Agent-specific shape

Sisyphus

  • Intent classification table (surface form → true intent → routing).
  • Zero-tolerance visual-engineering delegation rule.
  • Six-section delegation prompt contract.
  • Session continuity (task_id reuse) as a first-class topic.
  • Oracle consultation as a separate section with clear use/not-use guidance.

Hephaestus

  • Forbidden stops as a named list.
  • Three-attempt failure protocol.
  • Exploration-first as explicit philosophy (5-15 minutes is normal).
  • "Dig deeper" subsection for root-cause bias.
  • Ambition vs precision distinction for greenfield vs existing codebase work.
  • Task-tool restriction stated as an intentional design decision with rationale.

Oracle

  • Three-tier response structure (Essential / Expanded / Edge cases) with hard numerical limits.
  • Effort estimation (Quick / Short / Medium / Large) as a required field.
  • Confidence signaling (high / medium / low) added as a required field — new in v5.5, borrowed from Codex's review_prompt.md.
  • Pragmatic minimalism as explicit decision framework.
  • "No commentary channel; every word is the final answer" constraint acknowledged.

Deep

  • Explicitly positioned as Sisyphus-Junior in deep mode (category-spawned counterpart to Hephaestus).
  • Extensive exploration expectation stated.
  • Final-answer structure tuned for orchestrator relay: "What changed / Key decisions / Verification / Observations / Blockers".
  • Commentary cadence tuned down (sparse) since the user is not directly on the other side.

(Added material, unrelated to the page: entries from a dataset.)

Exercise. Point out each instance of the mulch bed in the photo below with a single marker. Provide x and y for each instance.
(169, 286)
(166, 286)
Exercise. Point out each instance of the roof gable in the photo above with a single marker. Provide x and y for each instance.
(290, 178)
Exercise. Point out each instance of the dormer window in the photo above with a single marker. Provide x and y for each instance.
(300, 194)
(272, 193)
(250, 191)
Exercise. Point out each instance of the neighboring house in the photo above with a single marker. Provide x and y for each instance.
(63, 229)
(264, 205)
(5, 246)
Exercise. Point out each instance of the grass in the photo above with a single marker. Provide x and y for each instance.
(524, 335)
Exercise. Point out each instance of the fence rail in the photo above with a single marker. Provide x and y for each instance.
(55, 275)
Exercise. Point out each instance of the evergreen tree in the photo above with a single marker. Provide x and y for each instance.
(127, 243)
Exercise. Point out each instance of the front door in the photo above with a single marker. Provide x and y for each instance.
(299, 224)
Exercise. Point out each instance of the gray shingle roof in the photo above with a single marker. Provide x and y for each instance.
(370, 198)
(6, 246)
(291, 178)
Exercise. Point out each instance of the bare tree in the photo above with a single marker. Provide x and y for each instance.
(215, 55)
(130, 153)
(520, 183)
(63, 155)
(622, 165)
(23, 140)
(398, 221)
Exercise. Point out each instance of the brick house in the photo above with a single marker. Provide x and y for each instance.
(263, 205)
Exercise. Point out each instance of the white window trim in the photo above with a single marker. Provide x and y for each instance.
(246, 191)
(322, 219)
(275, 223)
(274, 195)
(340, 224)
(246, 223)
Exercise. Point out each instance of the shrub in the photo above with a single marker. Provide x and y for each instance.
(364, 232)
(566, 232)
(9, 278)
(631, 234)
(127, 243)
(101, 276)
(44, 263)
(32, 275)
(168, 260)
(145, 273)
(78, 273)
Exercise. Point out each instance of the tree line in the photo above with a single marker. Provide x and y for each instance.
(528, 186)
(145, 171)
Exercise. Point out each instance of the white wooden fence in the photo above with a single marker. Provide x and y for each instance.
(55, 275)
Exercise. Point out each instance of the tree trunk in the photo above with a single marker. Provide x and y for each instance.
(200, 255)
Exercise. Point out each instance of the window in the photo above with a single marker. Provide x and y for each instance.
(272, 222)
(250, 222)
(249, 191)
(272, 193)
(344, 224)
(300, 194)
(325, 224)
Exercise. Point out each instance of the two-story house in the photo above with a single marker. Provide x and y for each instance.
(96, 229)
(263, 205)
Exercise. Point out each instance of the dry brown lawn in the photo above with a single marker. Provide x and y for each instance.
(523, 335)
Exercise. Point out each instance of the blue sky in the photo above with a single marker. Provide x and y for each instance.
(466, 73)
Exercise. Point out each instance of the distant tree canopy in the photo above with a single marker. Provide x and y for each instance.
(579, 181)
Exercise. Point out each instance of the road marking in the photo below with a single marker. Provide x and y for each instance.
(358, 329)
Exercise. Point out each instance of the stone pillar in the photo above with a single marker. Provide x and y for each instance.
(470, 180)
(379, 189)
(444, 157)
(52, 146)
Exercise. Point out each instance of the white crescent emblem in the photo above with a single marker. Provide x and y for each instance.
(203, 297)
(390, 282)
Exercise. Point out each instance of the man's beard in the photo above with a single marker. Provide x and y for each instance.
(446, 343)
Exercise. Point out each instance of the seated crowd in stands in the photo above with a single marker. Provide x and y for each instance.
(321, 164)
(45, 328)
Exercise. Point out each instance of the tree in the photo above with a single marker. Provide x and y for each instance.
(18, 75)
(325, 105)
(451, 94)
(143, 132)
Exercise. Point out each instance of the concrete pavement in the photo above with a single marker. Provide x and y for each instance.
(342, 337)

Known deviations from Codex

These are intentional choices where oh-my-opencode's architecture differs from Codex's:

  • task() delegation is central for Sisyphus (it is the orchestrator), entirely absent for Oracle (read-only consultant), research-only for Hephaestus and Deep (they execute directly).
  • No update_plan tool; the harness uses task_create / task_update instead. Each prompt references its own tool set.
  • Sub-agent ecosystem (explore, librarian, oracle, metis, momus) is specific to this harness and does not exist in Codex. Each prompt explains when and how to use these agents.
  • Skill loading is a first-class concept via the skill tool. Codex has a simpler skill model.
  • Commentary / final channels are named the same way as Codex's output contract, but the actual transport layer is different (OpenCode, not Codex CLI).

Line counts

For reference, approximate line counts after this rewrite versus the current production prompts:

AgentCurrent (assembled)DraftDelta
Sisyphus GPT-5.4~500~270-46%
Hephaestus GPT-5.4~400~270-33%
Oracle GPT~120~160+33%
Deep category append~20~250 (as standalone)N/A

Oracle grew because v5.5 adds Confidence signaling and explicitly documents follow-up session behavior. Deep grew because the draft is a standalone prompt rather than a category append; in production it would either replace Sisyphus-Junior's GPT-5.5 variant entirely or layer on top of a minimal Sisyphus-Junior base.

What this draft is not

  • Not a .ts file. These are markdown drafts. Converting to TypeScript template strings (with {todoHookNote}, {keyTriggers}, etc. interpolation) is the next step, once the content is validated.
  • Not a tested prompt. These have not been run against evals. Before shipping, each prompt should be benchmarked with skill-creator's eval loop against the current production prompts on a representative task set.
  • Not personality-substituted. The {{ personality }} slot is a placeholder. Default / friendly / pragmatic content still needs to be authored.

Suggested next steps

  1. Author personality variants. Three short paragraphs (default, friendly, pragmatic) that slot into {{ personality }} and can be reused across all four prompts.
  2. Build an eval harness. Pick 5-10 representative tasks per agent and run current-prod vs draft-v5.5 head-to-head.
  3. Convert to .ts with dynamic composition helpers. Preserve the existing buildAgentIdentitySection, buildToolSelectionTable, etc. integration points where they still apply.
  4. Ship behind a feature flag. Opt-in for gpt-5.5 model selection until eval confidence is high.